From a societal point of view the problem is that the model of insurance as gambling leaves the people who are obviously going to get sick out of the insurance system. People with preexisting illnesses can't get coverage. People like firefighters in California, for example, won't be covered by most health insurance companies because they're too prone to medical problems. You either charge them what it costs, or you have to spread the costs to other insureds and that makes their insurance more expensive - and your insurance uncompetitive with companies that refuse to accept them. If you're willing to just let those people suffer and die, then private insurance would make more sense than public - but if you believe that you can't just let those people go without the care they need, then it isn't and never can be. Which is one reason why the US actually spends more money per capita on health insurance than anyone else - because it spends money underwriting people, then pays for very bad health care for those the underwriting excludes, at very high costs, often when it's too late to the cheap intervention, and only the expensive ones can be tried (ie. when they stumble into emergency deathly ill and can no longer be turned away because they don't have insurance.)
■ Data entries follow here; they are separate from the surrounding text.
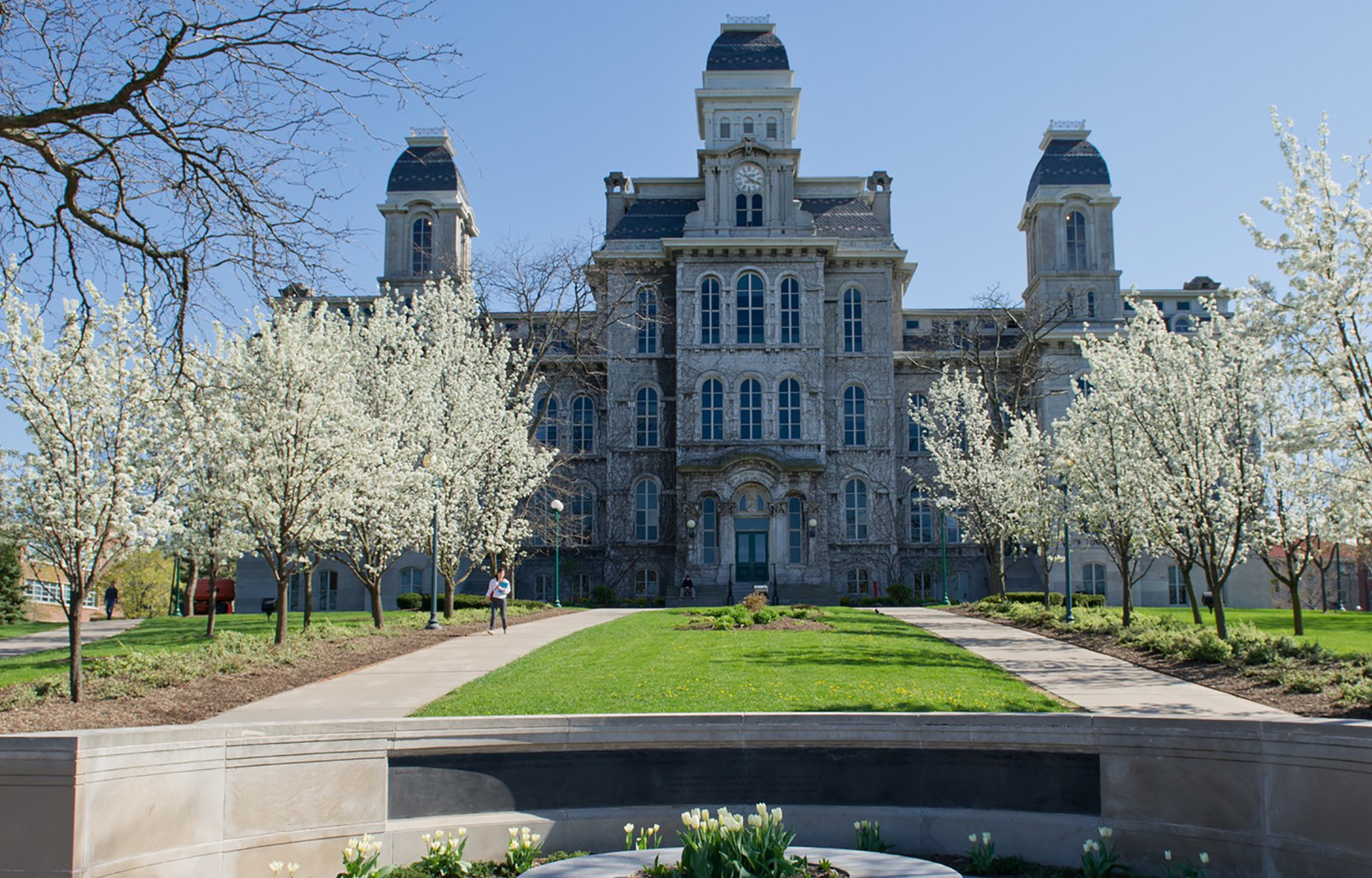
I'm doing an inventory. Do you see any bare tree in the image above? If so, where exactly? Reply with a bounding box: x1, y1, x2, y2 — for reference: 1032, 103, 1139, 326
0, 0, 462, 339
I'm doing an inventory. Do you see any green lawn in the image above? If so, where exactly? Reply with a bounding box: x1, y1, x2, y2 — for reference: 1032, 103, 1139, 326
1136, 607, 1372, 656
416, 607, 1066, 716
0, 622, 66, 641
0, 607, 505, 687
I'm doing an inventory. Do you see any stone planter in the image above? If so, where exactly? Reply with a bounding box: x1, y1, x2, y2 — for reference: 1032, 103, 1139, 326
524, 847, 962, 878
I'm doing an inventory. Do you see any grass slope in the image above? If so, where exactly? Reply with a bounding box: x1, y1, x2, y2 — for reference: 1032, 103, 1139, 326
416, 609, 1066, 716
1135, 607, 1372, 656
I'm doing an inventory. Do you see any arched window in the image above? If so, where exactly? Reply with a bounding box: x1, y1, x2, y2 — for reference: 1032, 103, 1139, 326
1066, 210, 1087, 271
848, 566, 871, 594
781, 277, 800, 344
844, 479, 867, 539
786, 496, 806, 563
1081, 563, 1106, 594
736, 271, 763, 344
638, 289, 657, 354
700, 496, 719, 563
401, 566, 424, 594
410, 217, 434, 277
534, 394, 557, 447
777, 379, 800, 439
634, 387, 657, 449
700, 379, 724, 442
910, 488, 935, 543
634, 479, 657, 543
844, 287, 862, 354
738, 379, 763, 440
572, 395, 595, 454
905, 394, 929, 454
844, 384, 867, 447
700, 277, 719, 344
566, 486, 595, 546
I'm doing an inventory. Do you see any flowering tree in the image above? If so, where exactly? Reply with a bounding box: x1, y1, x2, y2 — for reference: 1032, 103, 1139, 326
214, 305, 372, 643
0, 277, 181, 701
1078, 300, 1271, 638
1240, 108, 1372, 534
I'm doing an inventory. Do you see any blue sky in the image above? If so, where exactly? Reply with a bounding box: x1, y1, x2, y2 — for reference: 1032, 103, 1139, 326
303, 1, 1372, 307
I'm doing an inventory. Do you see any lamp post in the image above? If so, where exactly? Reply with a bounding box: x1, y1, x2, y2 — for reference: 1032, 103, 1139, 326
549, 496, 563, 607
420, 452, 443, 631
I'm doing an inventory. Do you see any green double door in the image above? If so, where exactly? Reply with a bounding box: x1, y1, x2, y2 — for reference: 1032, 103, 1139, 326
734, 531, 767, 581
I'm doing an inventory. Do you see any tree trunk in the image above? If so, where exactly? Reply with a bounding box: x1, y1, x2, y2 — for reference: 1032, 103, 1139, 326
204, 555, 220, 637
67, 583, 85, 702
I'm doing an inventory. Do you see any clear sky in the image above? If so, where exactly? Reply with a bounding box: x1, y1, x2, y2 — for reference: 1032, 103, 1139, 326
306, 0, 1372, 307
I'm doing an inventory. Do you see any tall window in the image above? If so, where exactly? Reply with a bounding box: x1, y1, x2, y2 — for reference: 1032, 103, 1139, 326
700, 379, 724, 442
1081, 563, 1106, 594
777, 379, 800, 439
844, 479, 867, 539
910, 488, 935, 543
634, 479, 657, 543
634, 387, 657, 449
534, 394, 557, 446
844, 287, 862, 354
410, 217, 434, 277
572, 395, 595, 454
737, 271, 763, 344
1067, 210, 1087, 271
700, 277, 719, 344
781, 277, 800, 344
848, 566, 871, 594
738, 379, 763, 440
1168, 563, 1189, 607
905, 394, 928, 454
844, 385, 867, 447
638, 289, 657, 354
634, 571, 657, 599
700, 496, 719, 563
566, 487, 595, 546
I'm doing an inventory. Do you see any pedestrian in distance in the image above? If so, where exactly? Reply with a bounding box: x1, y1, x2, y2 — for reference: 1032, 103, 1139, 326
486, 568, 510, 637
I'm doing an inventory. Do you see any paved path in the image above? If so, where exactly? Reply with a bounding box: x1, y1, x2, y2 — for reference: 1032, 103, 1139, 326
881, 607, 1295, 720
0, 619, 142, 659
202, 609, 636, 724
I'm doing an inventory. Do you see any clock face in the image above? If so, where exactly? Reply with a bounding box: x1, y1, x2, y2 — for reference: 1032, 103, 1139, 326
734, 163, 763, 192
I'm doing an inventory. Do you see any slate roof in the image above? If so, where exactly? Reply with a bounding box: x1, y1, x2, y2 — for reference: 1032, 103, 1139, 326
800, 198, 891, 237
605, 198, 697, 241
1025, 140, 1110, 202
705, 30, 790, 70
385, 147, 470, 204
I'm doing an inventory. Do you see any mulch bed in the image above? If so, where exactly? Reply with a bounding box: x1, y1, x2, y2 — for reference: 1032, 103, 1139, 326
945, 607, 1372, 718
0, 609, 572, 734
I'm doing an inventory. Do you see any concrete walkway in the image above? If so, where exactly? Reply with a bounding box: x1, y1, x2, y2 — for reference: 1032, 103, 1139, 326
881, 607, 1295, 720
202, 609, 638, 724
0, 619, 142, 659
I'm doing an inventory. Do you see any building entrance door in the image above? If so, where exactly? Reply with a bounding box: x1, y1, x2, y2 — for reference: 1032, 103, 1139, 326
734, 531, 767, 581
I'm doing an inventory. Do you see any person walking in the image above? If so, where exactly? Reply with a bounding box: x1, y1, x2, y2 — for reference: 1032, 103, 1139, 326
486, 568, 510, 637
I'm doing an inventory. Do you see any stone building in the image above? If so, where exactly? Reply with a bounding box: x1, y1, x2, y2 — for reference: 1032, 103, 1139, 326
238, 19, 1272, 609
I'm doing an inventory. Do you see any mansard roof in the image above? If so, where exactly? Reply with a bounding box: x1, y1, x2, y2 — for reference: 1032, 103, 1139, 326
705, 28, 790, 70
1025, 139, 1110, 202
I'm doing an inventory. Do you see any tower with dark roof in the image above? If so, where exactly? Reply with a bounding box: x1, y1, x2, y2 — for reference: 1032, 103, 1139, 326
376, 130, 479, 291
1019, 121, 1124, 323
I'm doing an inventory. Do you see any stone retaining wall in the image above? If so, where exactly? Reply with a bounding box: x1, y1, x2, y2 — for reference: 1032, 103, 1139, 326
0, 713, 1372, 878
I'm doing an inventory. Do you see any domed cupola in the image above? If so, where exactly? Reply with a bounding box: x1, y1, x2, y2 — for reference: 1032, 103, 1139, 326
705, 16, 790, 70
377, 129, 479, 289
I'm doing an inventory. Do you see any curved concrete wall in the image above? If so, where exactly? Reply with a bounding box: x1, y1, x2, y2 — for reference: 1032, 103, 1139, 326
0, 713, 1372, 878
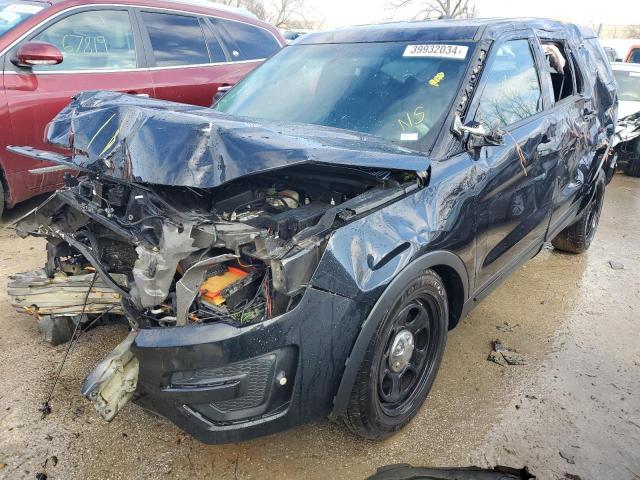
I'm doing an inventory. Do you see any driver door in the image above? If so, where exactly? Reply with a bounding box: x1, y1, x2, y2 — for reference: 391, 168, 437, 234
5, 7, 154, 200
472, 36, 557, 296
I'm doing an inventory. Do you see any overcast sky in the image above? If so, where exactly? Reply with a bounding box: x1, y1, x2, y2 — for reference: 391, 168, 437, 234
307, 0, 640, 28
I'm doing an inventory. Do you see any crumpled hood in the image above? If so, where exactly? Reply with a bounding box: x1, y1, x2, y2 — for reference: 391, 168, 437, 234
46, 92, 430, 188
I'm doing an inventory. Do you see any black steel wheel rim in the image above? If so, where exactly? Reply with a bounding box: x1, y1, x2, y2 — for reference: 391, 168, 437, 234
377, 294, 440, 416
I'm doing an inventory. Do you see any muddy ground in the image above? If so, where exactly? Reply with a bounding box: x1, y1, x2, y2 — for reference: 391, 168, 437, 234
0, 175, 640, 480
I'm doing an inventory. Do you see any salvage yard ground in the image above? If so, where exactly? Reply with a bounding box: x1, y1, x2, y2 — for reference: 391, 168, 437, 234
0, 175, 640, 480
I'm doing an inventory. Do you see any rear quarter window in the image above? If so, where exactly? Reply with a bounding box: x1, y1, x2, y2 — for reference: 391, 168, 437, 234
210, 18, 282, 61
141, 12, 210, 67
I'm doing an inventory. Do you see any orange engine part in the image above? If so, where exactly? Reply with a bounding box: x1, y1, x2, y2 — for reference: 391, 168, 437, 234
200, 267, 247, 305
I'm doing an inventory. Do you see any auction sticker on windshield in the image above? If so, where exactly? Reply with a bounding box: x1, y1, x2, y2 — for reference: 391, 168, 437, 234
402, 43, 469, 60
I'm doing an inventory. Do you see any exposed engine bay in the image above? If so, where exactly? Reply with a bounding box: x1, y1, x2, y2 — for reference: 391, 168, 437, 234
8, 92, 430, 428
14, 166, 418, 328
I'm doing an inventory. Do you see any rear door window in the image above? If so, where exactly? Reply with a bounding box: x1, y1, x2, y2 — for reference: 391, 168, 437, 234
477, 40, 542, 127
141, 12, 211, 67
210, 18, 282, 61
32, 10, 137, 71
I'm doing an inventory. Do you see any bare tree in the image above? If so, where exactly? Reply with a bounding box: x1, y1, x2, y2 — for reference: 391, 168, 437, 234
213, 0, 323, 29
386, 0, 476, 20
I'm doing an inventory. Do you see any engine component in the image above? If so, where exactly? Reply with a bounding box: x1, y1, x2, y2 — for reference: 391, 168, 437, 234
200, 265, 247, 305
246, 202, 330, 240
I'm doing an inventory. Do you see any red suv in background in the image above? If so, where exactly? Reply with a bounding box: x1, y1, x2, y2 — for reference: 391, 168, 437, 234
0, 0, 286, 214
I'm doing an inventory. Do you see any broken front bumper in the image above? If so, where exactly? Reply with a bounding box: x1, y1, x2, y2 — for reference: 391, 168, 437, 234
131, 288, 366, 443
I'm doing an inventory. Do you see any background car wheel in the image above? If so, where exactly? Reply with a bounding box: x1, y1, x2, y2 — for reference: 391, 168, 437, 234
344, 270, 449, 439
551, 172, 605, 253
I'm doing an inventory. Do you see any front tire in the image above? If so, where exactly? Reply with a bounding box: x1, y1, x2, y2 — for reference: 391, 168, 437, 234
551, 172, 605, 253
344, 270, 449, 440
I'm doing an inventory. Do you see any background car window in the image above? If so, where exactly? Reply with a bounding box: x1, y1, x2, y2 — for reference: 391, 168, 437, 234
613, 70, 640, 102
477, 40, 542, 127
33, 10, 137, 71
211, 18, 282, 60
142, 12, 210, 67
200, 20, 227, 62
0, 0, 49, 35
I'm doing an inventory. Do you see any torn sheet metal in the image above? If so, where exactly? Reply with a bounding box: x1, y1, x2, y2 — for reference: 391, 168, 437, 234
7, 270, 126, 317
38, 92, 429, 188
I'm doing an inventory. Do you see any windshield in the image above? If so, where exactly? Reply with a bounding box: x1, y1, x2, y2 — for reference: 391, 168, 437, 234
214, 42, 471, 149
0, 0, 46, 36
613, 70, 640, 102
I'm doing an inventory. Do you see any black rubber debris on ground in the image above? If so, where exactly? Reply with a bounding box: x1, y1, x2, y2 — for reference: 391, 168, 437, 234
368, 463, 536, 480
487, 339, 527, 367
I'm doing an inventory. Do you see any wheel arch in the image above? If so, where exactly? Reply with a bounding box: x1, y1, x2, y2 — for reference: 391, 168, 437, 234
329, 250, 469, 420
0, 162, 9, 215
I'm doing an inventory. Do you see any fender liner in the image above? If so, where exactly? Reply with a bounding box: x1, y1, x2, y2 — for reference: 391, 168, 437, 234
329, 250, 469, 421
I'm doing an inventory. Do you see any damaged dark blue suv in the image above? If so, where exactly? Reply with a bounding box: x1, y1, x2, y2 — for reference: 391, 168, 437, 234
9, 19, 616, 443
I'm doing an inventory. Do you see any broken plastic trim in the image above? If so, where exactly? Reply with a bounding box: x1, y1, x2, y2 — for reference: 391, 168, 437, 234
81, 331, 139, 422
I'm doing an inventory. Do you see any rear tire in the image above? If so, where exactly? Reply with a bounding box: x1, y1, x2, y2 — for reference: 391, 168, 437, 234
344, 270, 449, 440
551, 172, 605, 253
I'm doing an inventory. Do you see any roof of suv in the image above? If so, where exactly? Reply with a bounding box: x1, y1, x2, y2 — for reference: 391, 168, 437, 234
611, 62, 640, 72
294, 18, 595, 44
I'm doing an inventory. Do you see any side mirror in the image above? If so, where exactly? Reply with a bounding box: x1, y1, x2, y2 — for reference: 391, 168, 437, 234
12, 41, 63, 68
451, 112, 504, 148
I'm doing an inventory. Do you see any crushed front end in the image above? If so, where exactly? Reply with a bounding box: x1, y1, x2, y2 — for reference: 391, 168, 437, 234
9, 94, 426, 443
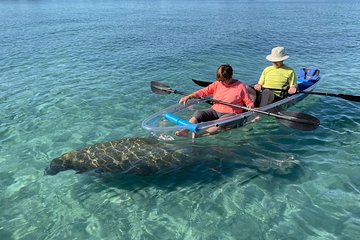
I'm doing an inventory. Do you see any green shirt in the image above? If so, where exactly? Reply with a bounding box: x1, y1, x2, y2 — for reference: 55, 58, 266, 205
258, 65, 296, 97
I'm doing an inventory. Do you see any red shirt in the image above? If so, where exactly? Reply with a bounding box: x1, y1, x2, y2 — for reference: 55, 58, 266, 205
192, 80, 254, 113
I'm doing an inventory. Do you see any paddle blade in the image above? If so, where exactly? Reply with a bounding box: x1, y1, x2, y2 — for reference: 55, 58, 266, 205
192, 79, 212, 87
338, 93, 360, 102
278, 112, 320, 131
150, 81, 174, 94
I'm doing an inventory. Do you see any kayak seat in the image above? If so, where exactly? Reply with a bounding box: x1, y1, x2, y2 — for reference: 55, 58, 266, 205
297, 68, 320, 91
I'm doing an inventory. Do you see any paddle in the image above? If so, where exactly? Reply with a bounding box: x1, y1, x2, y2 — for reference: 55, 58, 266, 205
193, 79, 360, 102
150, 81, 320, 131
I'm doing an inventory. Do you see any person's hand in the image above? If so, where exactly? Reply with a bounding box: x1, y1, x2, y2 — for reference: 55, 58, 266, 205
179, 95, 191, 105
254, 83, 262, 91
288, 87, 297, 94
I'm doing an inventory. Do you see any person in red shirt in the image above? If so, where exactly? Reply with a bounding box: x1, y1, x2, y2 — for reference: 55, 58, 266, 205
175, 64, 254, 137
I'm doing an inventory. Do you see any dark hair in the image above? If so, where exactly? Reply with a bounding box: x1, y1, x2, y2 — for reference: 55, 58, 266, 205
216, 64, 233, 81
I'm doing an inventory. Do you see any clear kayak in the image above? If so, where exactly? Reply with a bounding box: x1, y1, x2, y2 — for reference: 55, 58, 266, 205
142, 69, 320, 135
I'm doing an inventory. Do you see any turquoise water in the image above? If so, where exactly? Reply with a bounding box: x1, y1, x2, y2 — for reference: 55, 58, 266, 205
0, 0, 360, 239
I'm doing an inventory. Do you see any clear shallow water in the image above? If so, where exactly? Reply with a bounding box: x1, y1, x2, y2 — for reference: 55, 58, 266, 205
0, 0, 360, 239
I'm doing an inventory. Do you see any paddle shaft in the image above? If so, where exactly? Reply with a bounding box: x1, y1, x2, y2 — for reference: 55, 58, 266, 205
172, 89, 316, 123
193, 79, 360, 102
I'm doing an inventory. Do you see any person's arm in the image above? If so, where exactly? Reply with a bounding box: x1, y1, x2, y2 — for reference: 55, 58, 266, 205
288, 71, 297, 94
241, 84, 254, 108
254, 70, 265, 91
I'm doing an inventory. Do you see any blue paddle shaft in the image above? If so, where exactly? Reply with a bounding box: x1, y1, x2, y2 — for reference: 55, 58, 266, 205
164, 113, 199, 132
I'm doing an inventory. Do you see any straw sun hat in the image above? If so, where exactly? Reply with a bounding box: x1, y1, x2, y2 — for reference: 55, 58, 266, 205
266, 47, 289, 62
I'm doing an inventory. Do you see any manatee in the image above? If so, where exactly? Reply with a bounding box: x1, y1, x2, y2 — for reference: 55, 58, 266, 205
45, 138, 297, 176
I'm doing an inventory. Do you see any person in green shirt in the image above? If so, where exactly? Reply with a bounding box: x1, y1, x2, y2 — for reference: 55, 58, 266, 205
254, 47, 297, 107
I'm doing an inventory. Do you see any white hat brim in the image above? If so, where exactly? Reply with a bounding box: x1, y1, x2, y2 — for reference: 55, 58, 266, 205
266, 54, 289, 62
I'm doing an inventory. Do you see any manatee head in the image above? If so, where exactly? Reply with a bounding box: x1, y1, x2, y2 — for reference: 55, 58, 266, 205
45, 152, 82, 175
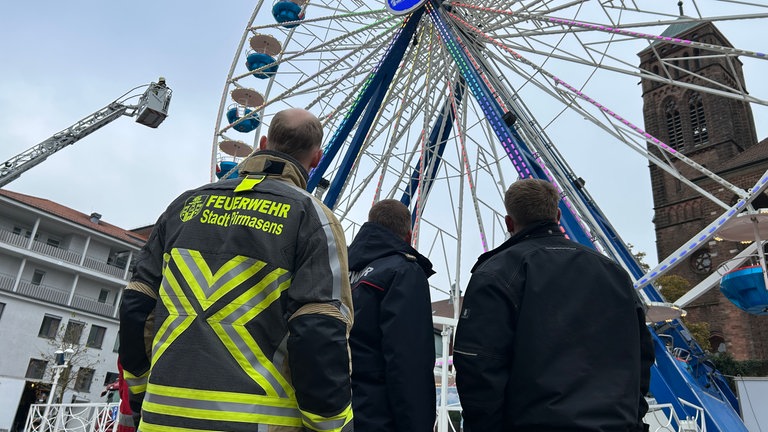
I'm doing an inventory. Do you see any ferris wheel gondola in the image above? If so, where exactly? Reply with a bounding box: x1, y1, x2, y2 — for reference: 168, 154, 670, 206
212, 0, 768, 430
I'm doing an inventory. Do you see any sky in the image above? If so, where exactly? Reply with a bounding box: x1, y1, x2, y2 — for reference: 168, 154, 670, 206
0, 0, 768, 264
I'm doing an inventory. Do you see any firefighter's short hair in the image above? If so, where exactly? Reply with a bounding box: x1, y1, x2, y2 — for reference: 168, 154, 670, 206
368, 199, 411, 238
504, 178, 560, 227
267, 108, 323, 160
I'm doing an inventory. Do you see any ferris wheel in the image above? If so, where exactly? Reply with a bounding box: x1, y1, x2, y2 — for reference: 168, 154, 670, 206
211, 0, 768, 304
211, 0, 768, 430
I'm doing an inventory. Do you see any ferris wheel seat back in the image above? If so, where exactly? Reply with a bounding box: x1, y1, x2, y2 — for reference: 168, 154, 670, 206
227, 107, 261, 133
272, 0, 304, 28
216, 161, 239, 179
245, 52, 277, 79
720, 265, 768, 315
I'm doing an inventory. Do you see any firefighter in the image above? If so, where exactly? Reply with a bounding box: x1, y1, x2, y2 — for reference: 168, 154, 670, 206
120, 109, 353, 432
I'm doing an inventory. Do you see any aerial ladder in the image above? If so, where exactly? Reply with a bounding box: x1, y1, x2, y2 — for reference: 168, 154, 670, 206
0, 77, 171, 187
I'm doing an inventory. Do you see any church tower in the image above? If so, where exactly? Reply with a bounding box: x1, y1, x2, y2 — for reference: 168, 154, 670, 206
638, 20, 768, 360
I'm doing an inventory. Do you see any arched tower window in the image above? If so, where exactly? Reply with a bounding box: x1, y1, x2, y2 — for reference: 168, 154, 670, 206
664, 100, 683, 150
688, 93, 709, 147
Putting people into the right classification - making sure you don't get stuck with the people whose health is fixed, badly, and that you stick people into the right classification (it's a 3:1 bet on lucky lady to win the race) is what underwriting is about. It's not cheap, it takes a lot of people, and skilled people, to do it and a lot of data gathering (doctors offices often have a person or department whose only job is to make copies of medical records for insurance companies so they can review them.)
Underwriting is a big part of why private insurance has much higher administrative costs than Medicare. So is the fact that Medicare serves the entire population and thus has morbidity experience that is exactly, definitionally, average. Those two things are also why plans that keep private insurers in the mix, and still allow them to underwrite and pick and choose their applicants, are bad plans - because they will keep costs high.
And that's one reason why I think of all the plans that have been suggested, Senator Kennedy's plan to simply extend the number of people who can join Medicare is the best. Let kids join. Then decrease the age to 60, and so on. Medicare will always be cheaper than dividing up the population between private companies by the simple nature of insurance - the larger and more representative the population insured is to the general population, the more morbidity experience will be what you expect.
And it's the only way to cover people who have already lost the game - who are already sick, or who work at jobs that are likely to make them sick, or who have bad genetics or other risk factors.
Universal, single payor insurance is simply cheaper than alternatives if you aren't willing to let people who don't have insurance die without at least pretending to help them. And that's why plans which keep the market fragmented in order to keep the insurance companies in the primary insurance game will never be as good as those that don't. That's not to say there can be no place where private insurance wouldn't fit and be a good idea even in a single payor system - things such as top up insurance or platinum plated plans have their place and are even a good idea. For basic coverage, single payor is the way to go.
And that's why Kennedy's plan is the best of the three we've seen come out recently - Schwarzenegger's and Wyden's plans simply do not capture the efficiencies that single payor would and that's why if your first concern is getting good, cost-effective universal care to every American, you should put your heart behind Kennedy's plan and not behind plans which are pre-compromised from the beginning.